Define “Educator”

Twice a week for the past two semesters I have been the professor leading EDPSY 420: Learning Theory.  I’ve read hundreds of assignments, prepared dozens of PowerPoints, printed thousands of handouts, and occasionally carried around a stuffed rhinoceros.  Before each class I walked through the university’s cafe for a Diet Coke, glancing toward a collection of couches where some of my favorite professors used to gather.  Their wisdom and love of students continues to guide how I do this good work.  Even the picture on this blog comes from one of those educators.  Our coffee sessions came to an end, but their impact never will.

When I first walked into the classroom last August, I assumed that the nine students in the course were all aiming to be teachers.  Within the first hour I learned that I was wrong.  Instead their goals included teacher plus lawyer, coach, counselor, hygienist, and “not sure yet.”  When the spring semester started with 18 new faces, I had a larger viewpoint from the very start and have been trying to highlight that perspective every week.
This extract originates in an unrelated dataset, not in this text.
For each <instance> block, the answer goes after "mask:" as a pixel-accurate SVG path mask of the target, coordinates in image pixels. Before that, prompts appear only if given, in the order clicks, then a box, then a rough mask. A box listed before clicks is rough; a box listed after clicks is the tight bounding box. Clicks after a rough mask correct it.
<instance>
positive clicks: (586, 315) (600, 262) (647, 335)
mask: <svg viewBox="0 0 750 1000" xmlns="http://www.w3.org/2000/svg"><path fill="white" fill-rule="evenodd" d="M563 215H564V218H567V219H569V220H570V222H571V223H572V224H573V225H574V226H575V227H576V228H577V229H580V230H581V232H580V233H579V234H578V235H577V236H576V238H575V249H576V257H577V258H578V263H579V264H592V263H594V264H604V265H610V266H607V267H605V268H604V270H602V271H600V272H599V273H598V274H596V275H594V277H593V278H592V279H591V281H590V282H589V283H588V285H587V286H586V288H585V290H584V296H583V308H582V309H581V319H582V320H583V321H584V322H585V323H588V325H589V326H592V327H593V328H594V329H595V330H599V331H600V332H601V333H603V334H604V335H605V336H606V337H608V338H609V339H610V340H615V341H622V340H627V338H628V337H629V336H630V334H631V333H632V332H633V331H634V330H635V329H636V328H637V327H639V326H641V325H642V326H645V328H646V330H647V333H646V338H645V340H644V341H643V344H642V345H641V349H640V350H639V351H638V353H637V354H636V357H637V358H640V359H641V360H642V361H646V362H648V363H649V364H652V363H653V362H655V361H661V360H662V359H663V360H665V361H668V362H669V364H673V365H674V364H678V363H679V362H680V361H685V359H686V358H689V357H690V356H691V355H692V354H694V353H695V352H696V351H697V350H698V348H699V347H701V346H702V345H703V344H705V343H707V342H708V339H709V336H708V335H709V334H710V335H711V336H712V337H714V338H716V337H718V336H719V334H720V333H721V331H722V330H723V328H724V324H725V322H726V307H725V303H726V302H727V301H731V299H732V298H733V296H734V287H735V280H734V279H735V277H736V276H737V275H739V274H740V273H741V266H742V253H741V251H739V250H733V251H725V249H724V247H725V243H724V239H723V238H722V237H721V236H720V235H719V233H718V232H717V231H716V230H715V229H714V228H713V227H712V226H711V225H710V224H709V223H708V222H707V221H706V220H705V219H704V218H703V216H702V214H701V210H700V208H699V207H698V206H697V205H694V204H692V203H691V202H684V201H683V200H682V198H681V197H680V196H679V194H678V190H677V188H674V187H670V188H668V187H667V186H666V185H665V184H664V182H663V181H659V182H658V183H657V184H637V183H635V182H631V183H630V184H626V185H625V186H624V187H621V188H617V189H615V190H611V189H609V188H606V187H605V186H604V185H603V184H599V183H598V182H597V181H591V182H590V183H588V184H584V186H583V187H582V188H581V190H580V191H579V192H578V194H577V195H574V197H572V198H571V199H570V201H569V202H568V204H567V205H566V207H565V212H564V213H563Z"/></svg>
One of the students’ assignments is to write about their education philosophy.  I am asking them to write about the context that they really want to be part of, not just take the easy route of writing about a classroom.  These men and women have already taught me so much (as the group before them did) and not just when they are standing in the front of a room.  They are already educators by the questions they ask, the reflections they write, the ways they support one another, and sometimes by the ways they disengage from the group.  They may never have Teacher, Professor, or Instructor on their resumes, but that hardly means they will not be educators.

That is one of the main lessons I hope they take from these 15 weeks.  That their lives are much bigger than any classroom and their work will lead and educator others through their words and actions.  Combined with this lesson, I hope they hold onto the conscientizacao value proclaimed in Paulo Freire’s Pedagogy of the Oppressed (one of our assigned readings in the course):

The term conscientizacao refers to learning to perceive social, political and economic contradictions, and to take action against the oppressive elements of reality.

Its strange to wish that my students would feel the weight of the world on their shoulders, but I guess that’s the core of this goal.  For these students to be educators to the world…to change the world.